The Roasting House Coffee – Colombia Agostino 907g grows at an altitude of up to 1900 meters above sea level in the Agostino Forest in the Huila region of southwestern Colombia ; where the cooler air and high altitude contribute to raising the density of the beans and highlighting the flavor details more clearly, with a beautiful balance between aromatics and acidity.
This crop was processed using the washed process —a method known for "cleaning" the cup and accurately revealing the farm's true character: a balanced and clear acidity, a pleasant aromatic sweetness, and a light body more akin to fruit tea than the classic heaviness. The Co-Agostinos Cooperative is responsible for cultivating and producing this crop, focusing on training, infrastructure improvement, harvest quality, and purification to ensure consistent quality and the sustainability of the agricultural environment.
In the cup you will notice a refreshing “tea” experience that begins with clear and pleasantly acidic fruit tea notes that open up the flavor without being harsh, then an aromatic hibiscus touch appears that adds a soft floral character, and with successive sips the clear and clean body is confirmed that makes it an excellent choice for drip coffee lovers, and in espresso it offers a light and elegant shot with a bright and balanced finish.
Specifications of Colombia Agostino Roasting House Coffee 907g
Source: Colombia
Region: Huila – Agostino Forest
Producer: Co Agostinos Association
Breed: Colombian and Caturra
Treatment: Washed
Suggestions: Fruit tea – Hibiscus – Gentle citrus
Altitude: 1900 m
Weight: 907 g
Suitable for: Drip coffee and espresso
Features of Colombia Agostino Coffee 907g
A washed treatment gives a clean, clear, and blur-free cup.

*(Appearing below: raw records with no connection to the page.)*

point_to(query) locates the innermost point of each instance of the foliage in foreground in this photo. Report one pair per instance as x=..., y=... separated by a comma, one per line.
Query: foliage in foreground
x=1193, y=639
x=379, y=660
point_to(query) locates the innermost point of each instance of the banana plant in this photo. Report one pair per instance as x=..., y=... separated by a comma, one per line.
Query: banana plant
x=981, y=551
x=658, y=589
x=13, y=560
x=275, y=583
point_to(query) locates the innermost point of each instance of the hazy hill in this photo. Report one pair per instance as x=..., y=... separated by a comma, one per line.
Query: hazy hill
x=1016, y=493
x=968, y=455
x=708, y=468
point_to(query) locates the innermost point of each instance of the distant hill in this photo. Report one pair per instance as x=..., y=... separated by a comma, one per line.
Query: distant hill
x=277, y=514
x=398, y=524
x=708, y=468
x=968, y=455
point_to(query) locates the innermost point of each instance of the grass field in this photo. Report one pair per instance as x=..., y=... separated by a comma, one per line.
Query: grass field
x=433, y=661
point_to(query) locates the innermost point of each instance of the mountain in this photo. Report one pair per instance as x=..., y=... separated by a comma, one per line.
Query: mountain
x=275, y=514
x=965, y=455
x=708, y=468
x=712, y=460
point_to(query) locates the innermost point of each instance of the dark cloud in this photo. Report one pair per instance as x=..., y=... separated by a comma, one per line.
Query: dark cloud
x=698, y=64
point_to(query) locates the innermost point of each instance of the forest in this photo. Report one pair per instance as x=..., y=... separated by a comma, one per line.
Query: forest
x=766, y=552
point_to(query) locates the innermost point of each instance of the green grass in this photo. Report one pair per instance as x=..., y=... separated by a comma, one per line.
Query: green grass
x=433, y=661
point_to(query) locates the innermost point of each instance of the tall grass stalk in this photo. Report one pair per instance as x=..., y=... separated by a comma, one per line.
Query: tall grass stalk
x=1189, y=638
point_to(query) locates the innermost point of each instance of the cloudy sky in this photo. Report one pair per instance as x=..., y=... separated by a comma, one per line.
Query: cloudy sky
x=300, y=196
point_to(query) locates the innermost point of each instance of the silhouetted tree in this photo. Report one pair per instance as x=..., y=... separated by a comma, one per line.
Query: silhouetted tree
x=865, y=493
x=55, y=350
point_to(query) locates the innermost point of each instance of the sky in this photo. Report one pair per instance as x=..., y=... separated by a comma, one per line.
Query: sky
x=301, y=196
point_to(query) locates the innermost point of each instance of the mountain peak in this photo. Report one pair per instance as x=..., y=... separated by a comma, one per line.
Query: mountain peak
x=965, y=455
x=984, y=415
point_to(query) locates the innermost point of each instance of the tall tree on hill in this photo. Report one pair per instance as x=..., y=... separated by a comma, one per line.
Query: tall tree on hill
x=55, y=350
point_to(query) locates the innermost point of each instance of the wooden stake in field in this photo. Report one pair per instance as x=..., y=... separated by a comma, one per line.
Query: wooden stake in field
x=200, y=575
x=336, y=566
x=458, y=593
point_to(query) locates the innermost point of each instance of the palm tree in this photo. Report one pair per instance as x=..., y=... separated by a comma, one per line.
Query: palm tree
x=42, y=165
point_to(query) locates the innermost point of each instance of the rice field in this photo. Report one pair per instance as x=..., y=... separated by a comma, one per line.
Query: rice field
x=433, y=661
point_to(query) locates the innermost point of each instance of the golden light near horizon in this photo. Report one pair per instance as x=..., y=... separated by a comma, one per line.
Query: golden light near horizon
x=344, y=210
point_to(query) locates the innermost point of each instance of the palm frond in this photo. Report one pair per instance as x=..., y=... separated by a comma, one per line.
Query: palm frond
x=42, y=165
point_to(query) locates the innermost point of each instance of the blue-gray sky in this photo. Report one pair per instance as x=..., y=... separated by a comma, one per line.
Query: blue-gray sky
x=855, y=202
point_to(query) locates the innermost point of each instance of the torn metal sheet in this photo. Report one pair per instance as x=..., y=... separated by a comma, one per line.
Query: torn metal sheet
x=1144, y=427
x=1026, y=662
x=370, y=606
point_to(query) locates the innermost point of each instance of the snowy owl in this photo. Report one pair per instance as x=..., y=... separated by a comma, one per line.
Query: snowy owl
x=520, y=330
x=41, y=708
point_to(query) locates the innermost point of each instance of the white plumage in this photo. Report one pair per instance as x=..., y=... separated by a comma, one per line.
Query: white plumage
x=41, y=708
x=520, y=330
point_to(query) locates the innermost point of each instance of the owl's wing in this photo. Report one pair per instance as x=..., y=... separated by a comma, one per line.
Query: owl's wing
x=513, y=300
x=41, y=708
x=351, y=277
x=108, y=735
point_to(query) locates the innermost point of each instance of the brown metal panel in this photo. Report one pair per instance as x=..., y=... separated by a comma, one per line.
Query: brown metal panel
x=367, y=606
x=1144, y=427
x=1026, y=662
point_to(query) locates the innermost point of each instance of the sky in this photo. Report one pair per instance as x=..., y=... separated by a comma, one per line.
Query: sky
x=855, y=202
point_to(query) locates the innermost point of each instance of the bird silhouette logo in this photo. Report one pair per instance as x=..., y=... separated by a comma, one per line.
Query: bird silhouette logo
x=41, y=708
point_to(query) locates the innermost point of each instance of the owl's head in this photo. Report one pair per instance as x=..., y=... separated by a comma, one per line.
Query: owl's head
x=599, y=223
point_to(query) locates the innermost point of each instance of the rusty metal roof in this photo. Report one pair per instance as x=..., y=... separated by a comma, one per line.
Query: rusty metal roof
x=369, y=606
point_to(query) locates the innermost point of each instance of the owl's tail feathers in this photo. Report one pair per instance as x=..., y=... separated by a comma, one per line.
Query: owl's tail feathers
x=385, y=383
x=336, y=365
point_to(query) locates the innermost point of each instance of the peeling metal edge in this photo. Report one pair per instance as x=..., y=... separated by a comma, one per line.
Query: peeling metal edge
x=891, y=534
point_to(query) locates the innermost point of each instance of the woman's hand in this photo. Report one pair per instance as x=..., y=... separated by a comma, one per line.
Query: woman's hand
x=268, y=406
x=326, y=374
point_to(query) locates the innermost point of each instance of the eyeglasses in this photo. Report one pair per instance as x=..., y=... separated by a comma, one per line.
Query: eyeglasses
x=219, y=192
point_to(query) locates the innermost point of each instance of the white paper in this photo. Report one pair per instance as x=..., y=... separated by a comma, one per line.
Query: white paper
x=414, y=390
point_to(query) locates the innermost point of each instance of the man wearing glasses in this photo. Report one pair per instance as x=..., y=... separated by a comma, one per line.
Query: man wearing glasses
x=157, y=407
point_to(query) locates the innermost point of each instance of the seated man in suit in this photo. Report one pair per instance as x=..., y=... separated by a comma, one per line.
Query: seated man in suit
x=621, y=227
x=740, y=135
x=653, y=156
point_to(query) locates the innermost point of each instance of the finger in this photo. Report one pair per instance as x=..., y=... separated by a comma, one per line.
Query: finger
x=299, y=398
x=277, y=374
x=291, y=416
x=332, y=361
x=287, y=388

The fruit and hibiscus tea flavor is suitable for lovers of light, aromatic coffee.
An altitude of 1900m helps to create a more subtle flavor profile and greater clarity in the cup.
An excellent filter choice, it gives a "light" espresso with a bright and balanced finish.
Suggested preparation method for Colombia Agostino 907g coffee
distillery
Rishu: 1:15
Coffee: 20g
Water: 300 ml
Temperature: 91°
First pour: 50 ml
Second pour: 130 ml
Third pour: 230 ml
Fourth pour: 300 ml
Ideal time: 2:45 minutes
Espresso
Coffee: 18g
Result: 36 ml
Time: 30 seconds
Quick adjustment tip (optional):
If you want your hibiscus and fruit tea to come out clearer, use a medium-fine grind and keep the extraction quick and balanced without prolonging it.